Pre-covid, he would expect 3,000 guests a week, that number has been halved, and despite restrictions being lifted, he intends to keep campers apart by deliberately not opening a ten-acre field, effectively reducing capacity by 800 visitors a week.
He knows all too well about CO poisoning. He told me: “It’s lethal. Picture the scene: you’ve had your barbecue, it’s late, it’s getting chilly, so you think, ‘We’ll just take it in with us to stay warm as we’re going to sleep.’ You zip up your tent they are all nicely sealed these days. You go to sleep, the oxygen levels are reduced and the combustion of the barbecue as it’s cooling down will start producing carbon monoxide.”

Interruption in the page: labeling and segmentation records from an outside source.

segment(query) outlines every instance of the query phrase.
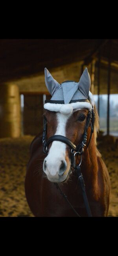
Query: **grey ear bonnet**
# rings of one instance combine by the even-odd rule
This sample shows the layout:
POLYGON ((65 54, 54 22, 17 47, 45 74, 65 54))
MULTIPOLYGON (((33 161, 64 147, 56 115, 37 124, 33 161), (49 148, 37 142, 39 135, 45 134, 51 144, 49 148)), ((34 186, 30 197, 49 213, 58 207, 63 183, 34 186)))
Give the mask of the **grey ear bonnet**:
POLYGON ((50 102, 44 104, 44 108, 52 111, 60 111, 61 106, 61 105, 64 105, 65 109, 66 108, 66 109, 67 105, 69 108, 70 108, 70 105, 72 106, 73 109, 79 107, 87 108, 88 109, 92 108, 91 103, 93 104, 94 102, 93 98, 92 100, 90 99, 90 95, 92 96, 91 93, 89 92, 91 81, 87 68, 84 70, 78 83, 73 81, 66 81, 59 84, 54 79, 46 68, 45 68, 44 72, 46 85, 52 96, 50 102), (78 102, 79 100, 80 102, 78 102), (60 104, 60 106, 58 106, 58 108, 59 101, 63 101, 63 104, 60 104), (92 101, 93 102, 92 103, 92 101), (90 104, 91 106, 89 106, 90 104), (52 109, 53 110, 52 110, 52 109))

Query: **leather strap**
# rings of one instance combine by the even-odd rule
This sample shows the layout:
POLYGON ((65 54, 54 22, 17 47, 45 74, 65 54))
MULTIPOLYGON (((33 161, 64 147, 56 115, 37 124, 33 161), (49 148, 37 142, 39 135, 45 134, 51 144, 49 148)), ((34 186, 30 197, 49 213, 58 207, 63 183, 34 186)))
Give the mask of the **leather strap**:
POLYGON ((77 150, 77 147, 76 145, 71 142, 70 139, 65 137, 64 136, 61 136, 61 135, 53 135, 53 136, 52 136, 47 141, 46 146, 48 148, 50 143, 53 141, 59 141, 61 142, 64 142, 69 146, 71 148, 73 148, 75 151, 77 150))

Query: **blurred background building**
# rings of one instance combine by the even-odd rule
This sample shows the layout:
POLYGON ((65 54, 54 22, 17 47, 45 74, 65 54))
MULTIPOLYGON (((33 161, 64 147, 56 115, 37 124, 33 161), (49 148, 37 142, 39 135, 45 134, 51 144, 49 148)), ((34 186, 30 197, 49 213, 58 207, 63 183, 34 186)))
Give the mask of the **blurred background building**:
POLYGON ((35 135, 50 98, 44 68, 60 83, 87 67, 104 134, 118 135, 118 39, 0 40, 0 137, 35 135))

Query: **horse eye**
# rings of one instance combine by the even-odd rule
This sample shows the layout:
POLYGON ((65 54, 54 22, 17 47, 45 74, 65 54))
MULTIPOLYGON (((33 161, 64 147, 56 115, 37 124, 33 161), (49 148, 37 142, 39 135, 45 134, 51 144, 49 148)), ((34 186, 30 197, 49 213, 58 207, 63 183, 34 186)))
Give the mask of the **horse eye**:
POLYGON ((85 115, 81 115, 80 117, 79 117, 78 118, 78 120, 79 121, 81 121, 82 122, 83 121, 84 121, 86 118, 86 116, 85 115))

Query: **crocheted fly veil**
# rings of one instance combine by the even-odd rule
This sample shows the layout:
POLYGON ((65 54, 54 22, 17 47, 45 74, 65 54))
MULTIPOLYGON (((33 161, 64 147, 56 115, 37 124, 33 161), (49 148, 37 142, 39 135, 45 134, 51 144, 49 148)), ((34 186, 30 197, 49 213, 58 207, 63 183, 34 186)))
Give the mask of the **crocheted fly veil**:
POLYGON ((84 108, 91 110, 94 102, 89 91, 91 81, 87 68, 78 83, 68 81, 60 84, 46 68, 44 72, 46 85, 52 97, 50 100, 45 100, 44 108, 64 115, 71 113, 73 109, 84 108))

“You start absorbing it without knowing, and I’m afraid for some people that ends in tragedy.” He told me about one incident that still haunts him today. He even remembers the very date: July 26, 2011. “Dave Smith was here from Solihull with his two young children. He took his barbecue in, unaware of the risks. Luckily for him, his son woke up, violently ill; he managed to get out of the tent to raise the alarm with another camper.
“They then realised there was a massive problem, as Dave and his daughter were just lying unconscious in their beds. Luckily, we had a first responder here almost immediately; he himself got ill and had to go to Treliske, along with the entire family. I am glad to say it was a happy ending they all recovered but it could have been a tragedy.”

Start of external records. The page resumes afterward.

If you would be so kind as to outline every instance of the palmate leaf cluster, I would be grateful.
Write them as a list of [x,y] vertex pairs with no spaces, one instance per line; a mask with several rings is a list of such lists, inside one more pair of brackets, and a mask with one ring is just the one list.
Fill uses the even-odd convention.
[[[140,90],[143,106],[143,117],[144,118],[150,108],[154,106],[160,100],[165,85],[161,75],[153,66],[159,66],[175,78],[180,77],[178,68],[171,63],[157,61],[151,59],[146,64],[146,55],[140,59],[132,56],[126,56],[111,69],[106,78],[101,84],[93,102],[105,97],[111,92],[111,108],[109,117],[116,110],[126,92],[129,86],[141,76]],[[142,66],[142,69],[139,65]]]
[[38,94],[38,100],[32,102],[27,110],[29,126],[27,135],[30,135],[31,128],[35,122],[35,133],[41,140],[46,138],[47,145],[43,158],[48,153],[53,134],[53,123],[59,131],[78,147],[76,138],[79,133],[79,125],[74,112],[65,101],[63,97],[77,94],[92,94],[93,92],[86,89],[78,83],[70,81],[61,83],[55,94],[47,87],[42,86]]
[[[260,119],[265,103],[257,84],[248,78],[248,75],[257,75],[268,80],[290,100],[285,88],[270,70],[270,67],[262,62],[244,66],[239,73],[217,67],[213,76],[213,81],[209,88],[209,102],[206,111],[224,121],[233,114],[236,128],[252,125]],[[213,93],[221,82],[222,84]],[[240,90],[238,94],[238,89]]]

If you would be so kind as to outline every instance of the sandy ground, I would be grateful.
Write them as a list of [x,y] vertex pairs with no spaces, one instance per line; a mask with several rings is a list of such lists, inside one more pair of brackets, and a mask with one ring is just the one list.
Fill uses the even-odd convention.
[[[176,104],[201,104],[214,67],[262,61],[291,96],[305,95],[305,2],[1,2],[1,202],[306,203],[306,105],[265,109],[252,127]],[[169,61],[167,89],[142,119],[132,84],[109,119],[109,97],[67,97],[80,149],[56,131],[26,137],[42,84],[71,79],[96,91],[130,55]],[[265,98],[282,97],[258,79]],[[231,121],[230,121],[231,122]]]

Mr Langmaid is a member of the British Holiday and Home Parks Association, which has produced an A5 flyer warning of the dangers of CO gas. I tracked down Dave, who admits he is lucky to be alive. He’s now 53, while his children, Arron and Elise, are 22 and 24.

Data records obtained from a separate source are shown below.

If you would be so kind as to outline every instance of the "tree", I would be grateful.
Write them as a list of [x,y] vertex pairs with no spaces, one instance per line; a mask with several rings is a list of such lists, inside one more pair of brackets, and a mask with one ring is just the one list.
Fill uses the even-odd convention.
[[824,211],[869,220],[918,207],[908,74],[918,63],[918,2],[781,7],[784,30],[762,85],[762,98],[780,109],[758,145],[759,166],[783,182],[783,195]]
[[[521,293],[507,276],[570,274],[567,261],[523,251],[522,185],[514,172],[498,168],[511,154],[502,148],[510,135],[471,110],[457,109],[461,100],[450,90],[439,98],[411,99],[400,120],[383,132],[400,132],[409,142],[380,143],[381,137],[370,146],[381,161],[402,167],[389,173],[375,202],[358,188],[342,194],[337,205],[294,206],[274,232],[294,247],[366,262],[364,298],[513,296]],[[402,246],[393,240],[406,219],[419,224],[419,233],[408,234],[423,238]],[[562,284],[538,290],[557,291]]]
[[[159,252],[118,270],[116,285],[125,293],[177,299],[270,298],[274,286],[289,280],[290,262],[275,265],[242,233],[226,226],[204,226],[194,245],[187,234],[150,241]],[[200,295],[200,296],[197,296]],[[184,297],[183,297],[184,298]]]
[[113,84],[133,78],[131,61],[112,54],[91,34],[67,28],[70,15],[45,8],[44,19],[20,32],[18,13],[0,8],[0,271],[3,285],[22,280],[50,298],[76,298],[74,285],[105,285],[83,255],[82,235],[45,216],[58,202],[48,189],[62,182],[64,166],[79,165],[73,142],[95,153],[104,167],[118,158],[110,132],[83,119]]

“We had a Pod tent: three pods that zip around a central entertaining area,” he recalls. “We’d been sea kayaking, and my wallet had got drenched. While the children were sleeping in their pods, I picked up the barbecue, which was cold enough to touch, and took it into the tent’s central area to dry out my money.”
“The last thing I can remember is lying down next to the barbecue.” He was told in the morning, his daughter Elise was being sick and crying in her pod, while his disorientated son, Arron managed to raise the alarm.
The family spent several days in hospital, and it took Dave several weeks to make a full recovery. “To be honest, I was out of the game and it was a couple of weeks before I could think straight. Apparently CO attaches itself to your blood cells, so you have to wait until your whole system is flushed out.”
His warning to other campers: “Burning anything has a consequence, so always be aware.” Dave has not been camping since, even though the campsite has offered him a complimentary visit.
Let’s hear from some of his guests. At 69, Janet Andrews, from Exmouth, has been coming to the North Cornwall holiday park since she was just four years old. Spying on her modest two-man tent, I could not spot a CO detector.
She said: “I have them at home, but it didn’t occur to me to bring one I don’t think I have any appliances that would necessitate it. I have a gas stove but that’s outside no way would I put it in the tent.”
Another happy camper was Jim Willis from Bristol, down in Cornwall with his family in a camper van. He told me that he had a smoke alarm fitted but did not know about a CO detector. I’ve borrowed the van and haven’t checked. I’ve got one in the kitchen at home, as I’ve a boiler and a gas cooker, so I’m kind of aware of it.”
Fire prevention officers also point out the striking similarities between CO poisoning and covid symptoms. “CO poisoning is very similar to food poisoning or a viral infection: headaches, dizziness, breathlessness, feeling sick, a nauseous feeling, tired or confused,” says Scott.
“It’s a silent killer. You will not see it, and the sad thing is that people come down on holiday, relaxing, having a couple of drinks, and perhaps take their eye off the ball. It’s imperative to keep your wits about you. Do not be tempted to take any barbecue into your tent or caravan. Extinguish it properly with sand or water and leave it outside your sleeping environment.”